HMRC intensifies inheritance tax enforcement while processing record refunds

Four thousand inheritance tax (IHT) investigations resulted in the recovery of millions in unpaid tax, according to HMRC in recently published figures analysed by TWM Solicitors.

HMRC is understood to be reclaiming underpaid IHT, seeking data from other government and large agencies including the Land Registry, the Trust Registration Service and Google Maps, to investigate where discrepancies might be occurring. Reports suggest  investigations carried out by HMRC last year led to £246 million recovered through inheritance tax compliance activity.

The data highlights how frozen inheritance tax thresholds have brought increasing numbers of estates into the IHT net. For parts of London and the south-east, even a relatively modest family home is now enough to trigger an IHT payment.

Timescales on payment are also placing considerable pressure on executors, often navigating the complex system for the first time. Tight timescales can also result in ‘best guess’ valuations of the estate at the date of death used to meet the deadline, TWM Solicitors warned. As the sale of property sometimes comes years later, if at all, many estates are being under or overpaid.

The current threshold of assets above £325,000 subject to 40% inheritance tax, or £500,000 if a home is left to children or grandchildren, has been fixed since 2009 and is set to remain until at least 2028. By combining their allowances, married couples and civil partners can effectively transfer up to £1 million without incurring tax. However, the number of estates caught by IHT is set to increase from April 2027, when pensions are set to be brought into the inheritance tax net.

Personal items, such as jewellery, antiques and furniture are particularly susceptible to mis-valuation or, in some cases, omission.  Lifetime gifts also frequently lead to disputes or compliance checks, particularly where records are incomplete. As executors are personally responsible for ensuring the correct amount of tax is paid, if an estate is distributed and a shortfall later identified, HMRC can pursue executors for the outstanding balance.

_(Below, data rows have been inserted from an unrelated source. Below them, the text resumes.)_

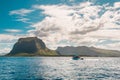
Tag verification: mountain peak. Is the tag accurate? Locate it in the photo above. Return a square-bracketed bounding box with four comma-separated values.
[9, 37, 57, 56]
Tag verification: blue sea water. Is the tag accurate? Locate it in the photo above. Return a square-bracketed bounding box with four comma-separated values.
[0, 57, 120, 80]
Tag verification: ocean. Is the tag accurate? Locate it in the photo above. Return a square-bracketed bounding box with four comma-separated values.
[0, 57, 120, 80]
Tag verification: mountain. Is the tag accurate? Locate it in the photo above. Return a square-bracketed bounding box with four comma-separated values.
[56, 46, 120, 57]
[8, 37, 57, 56]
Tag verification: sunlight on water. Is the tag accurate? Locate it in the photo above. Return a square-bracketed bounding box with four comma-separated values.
[0, 57, 120, 80]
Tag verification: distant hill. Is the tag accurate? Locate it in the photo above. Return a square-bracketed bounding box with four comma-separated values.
[7, 37, 58, 56]
[56, 46, 120, 57]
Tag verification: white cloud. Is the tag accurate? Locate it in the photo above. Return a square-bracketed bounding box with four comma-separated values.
[9, 9, 33, 16]
[114, 2, 120, 8]
[4, 29, 22, 33]
[30, 2, 120, 50]
[16, 17, 30, 23]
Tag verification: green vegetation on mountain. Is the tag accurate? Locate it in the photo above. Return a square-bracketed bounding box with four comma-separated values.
[7, 37, 58, 56]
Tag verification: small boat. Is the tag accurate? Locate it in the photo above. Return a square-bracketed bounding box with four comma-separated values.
[72, 56, 83, 60]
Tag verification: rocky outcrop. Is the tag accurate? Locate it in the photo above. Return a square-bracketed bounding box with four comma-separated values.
[8, 37, 57, 56]
[56, 46, 120, 57]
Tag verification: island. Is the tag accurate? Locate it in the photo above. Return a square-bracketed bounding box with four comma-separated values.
[6, 37, 58, 56]
[5, 37, 120, 57]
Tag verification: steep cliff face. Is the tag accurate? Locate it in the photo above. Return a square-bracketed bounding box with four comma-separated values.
[8, 37, 57, 56]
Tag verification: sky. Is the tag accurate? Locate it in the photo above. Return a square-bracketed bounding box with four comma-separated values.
[0, 0, 120, 55]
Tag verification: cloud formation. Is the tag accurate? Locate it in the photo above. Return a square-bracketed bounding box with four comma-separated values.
[29, 2, 120, 48]
[4, 29, 22, 33]
[9, 9, 33, 16]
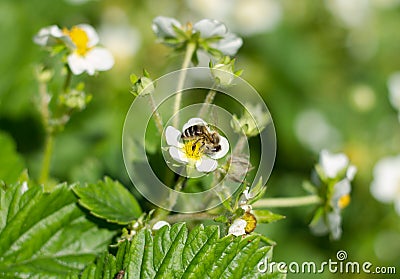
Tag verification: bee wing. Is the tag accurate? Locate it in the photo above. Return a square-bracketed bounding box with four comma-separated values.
[182, 117, 207, 131]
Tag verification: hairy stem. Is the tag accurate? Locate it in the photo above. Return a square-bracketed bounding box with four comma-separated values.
[149, 93, 164, 135]
[198, 89, 217, 118]
[173, 43, 196, 127]
[39, 135, 53, 184]
[253, 195, 322, 208]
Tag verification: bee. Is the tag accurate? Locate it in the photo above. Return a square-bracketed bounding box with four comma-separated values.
[181, 124, 221, 154]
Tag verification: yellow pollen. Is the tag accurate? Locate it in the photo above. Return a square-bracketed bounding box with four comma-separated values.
[183, 140, 203, 160]
[241, 212, 257, 233]
[338, 194, 350, 209]
[63, 26, 90, 55]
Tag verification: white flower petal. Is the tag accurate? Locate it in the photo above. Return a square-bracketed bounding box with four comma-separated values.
[196, 156, 218, 172]
[208, 136, 229, 160]
[152, 16, 181, 39]
[168, 146, 189, 164]
[210, 33, 243, 56]
[346, 165, 357, 181]
[67, 53, 89, 75]
[152, 221, 171, 231]
[193, 19, 228, 38]
[77, 24, 99, 47]
[182, 117, 207, 132]
[319, 150, 349, 178]
[370, 155, 400, 202]
[327, 211, 342, 240]
[228, 219, 247, 236]
[394, 200, 400, 216]
[165, 126, 182, 147]
[85, 47, 114, 71]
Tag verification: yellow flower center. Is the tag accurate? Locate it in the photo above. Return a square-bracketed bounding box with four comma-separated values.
[183, 140, 203, 161]
[338, 194, 350, 209]
[241, 212, 257, 233]
[63, 26, 90, 55]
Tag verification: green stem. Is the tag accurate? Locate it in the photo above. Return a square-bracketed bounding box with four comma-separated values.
[173, 43, 196, 127]
[39, 132, 53, 184]
[63, 66, 72, 93]
[253, 195, 322, 208]
[39, 67, 72, 184]
[167, 176, 188, 210]
[166, 212, 217, 224]
[149, 93, 164, 135]
[198, 89, 217, 118]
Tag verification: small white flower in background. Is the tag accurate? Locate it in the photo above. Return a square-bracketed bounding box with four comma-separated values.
[319, 150, 357, 181]
[310, 150, 357, 240]
[388, 72, 400, 121]
[186, 0, 282, 35]
[165, 118, 229, 172]
[151, 221, 171, 231]
[153, 16, 243, 56]
[34, 24, 114, 75]
[228, 0, 282, 35]
[228, 218, 247, 236]
[371, 155, 400, 215]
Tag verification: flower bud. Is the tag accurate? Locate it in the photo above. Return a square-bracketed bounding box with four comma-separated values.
[130, 70, 154, 96]
[210, 56, 242, 86]
[59, 84, 92, 111]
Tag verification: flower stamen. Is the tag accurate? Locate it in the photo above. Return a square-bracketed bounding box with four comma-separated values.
[338, 194, 351, 209]
[183, 140, 203, 161]
[63, 26, 90, 55]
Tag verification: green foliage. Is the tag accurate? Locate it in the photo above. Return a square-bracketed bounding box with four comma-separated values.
[253, 209, 285, 223]
[0, 132, 25, 186]
[0, 182, 114, 278]
[82, 223, 285, 279]
[73, 177, 142, 224]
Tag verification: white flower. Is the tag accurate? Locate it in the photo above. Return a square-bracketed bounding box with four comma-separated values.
[165, 118, 229, 172]
[152, 16, 243, 56]
[34, 24, 114, 75]
[228, 218, 247, 236]
[152, 221, 171, 231]
[319, 150, 357, 181]
[371, 155, 400, 215]
[388, 72, 400, 121]
[152, 16, 182, 39]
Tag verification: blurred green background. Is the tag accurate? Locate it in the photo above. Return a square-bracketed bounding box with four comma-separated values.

At the same time, falling asset values, particularly in relation to property, have resulted in HMRC processing an increasing number refunds on overpaid IHT. Executors can reclaim overpaid inheritance tax if a property sells for less than its estimated value within four years; for shares, the refund must be claimed within a year. Executors must apply to HMRC for the refund using IHT38 (for property) or an IHT35 (for investments) form, and may also be able to claim interest at 2.75pc.

According to The Telegraph, which analysed data received from HMRC, more than 6,000 estates received refunds last year, amounting to more than £300 million.

In August 2025, the government said it is reducing delays by training and deploying additional staff to work on inheritance tax. It is investing £52 million to digitalise the service from 2027–28, it added, “to make returns and payments simpler and faster”.